HUGGING_FACE_TOKEN='YOUR_HUGGING_FACE_TOKEN'

# Model identifier from HuggingFace (e.g. RedHatAI/gemma-3-12b-it-quantized.w4a16)
VLLM_MODEL=''

SeaTable AI Configuration

In order to use vLLM to execute AI-based automation steps inside SeaTable, you must add the following configuration settings to the .env file on the host where SeaTable AI is deployed:

SEATABLE_AI_LLM_TYPE='hosted_vllm'

SEATABLE_AI_LLM_URL='https://<YOUR_VLLM_HOSTNAME>/v1'

# API key for requests to vLLM (use the same key as above)
SEATABLE_AI_LLM_KEY=''

# Model identifier from HuggingFace (e.g.

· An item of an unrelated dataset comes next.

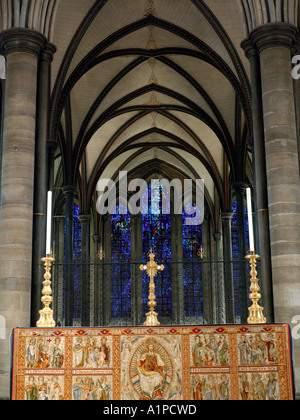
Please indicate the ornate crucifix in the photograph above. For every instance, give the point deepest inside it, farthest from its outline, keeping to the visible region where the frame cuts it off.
(152, 269)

RedHatAI/gemma-3-12b-it-quantized.w4a16)
SEATABLE_AI_LLM_MODEL=''

Remember to restart SeaTable AI after making any changes by running docker compose up -d inside /opt/seatable-compose.

Start vLLM

You can now start vLLM by running docker compose up -d inside /opt/seatable-compose.

Starting vLLM can take several minutes, depending on the model size and your computing resources. vLLM will automatically pull down the configured model from HuggingFace on first startup.

You are now able to run AI-based automations steps inside SeaTable via your local vLLM deployment!